One of the world’s biggest producers of wine, Italy is hitting record lows for domestic wine drinking, forcing many winemakers to seek new buyers overseas.

A spokesman of the association said in a recent interview that “the most immediate cause has been the economic downturn, which has pinched incomes. But that has just accelerated what has been a decades-long slide in consumption”.

This year Italians are expected to drink around 40 litres per head (10.6 gallons), down from 45 litres (11.9 gallons) before the financial crisis began in 2007, and just about a third of the 110 litres (29 gallons) in the 1970s, according to Assoenologi, the main enologists’ association.

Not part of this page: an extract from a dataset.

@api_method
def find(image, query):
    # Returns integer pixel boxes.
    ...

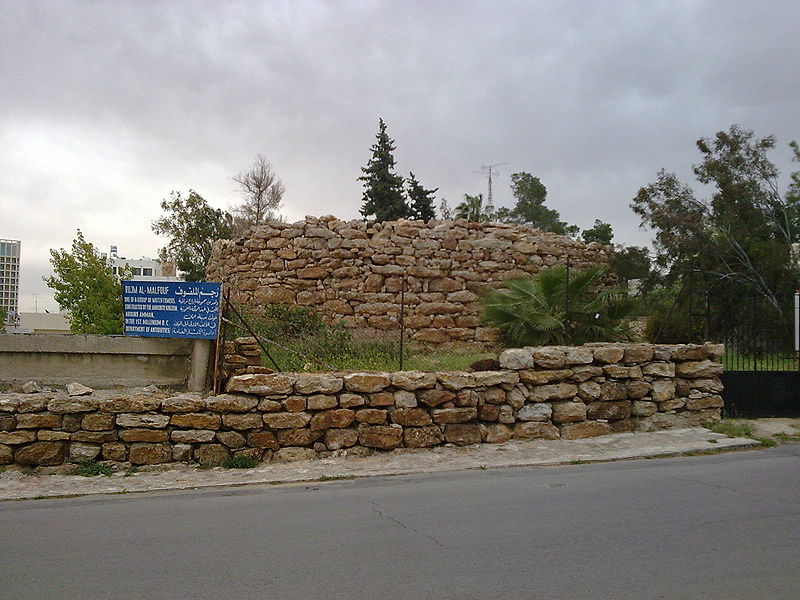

A law professor and wine expert from the University of Gastronomic Studies said: “Wine has become a hedonistic product, which is not part of Italians’ basic diet anymore.”

Wine has become a hedonistic product, which is not part of Italians’ basic diet anymore

Italians’ change of attitude is going hand in hand with the increasing popularity of other, more casual alcoholic drinks, above all, beer, particularly among the younger generations.

While the average Italian’s consumption of wine is only a third of what it was in the 1970s, beer drinking has doubled.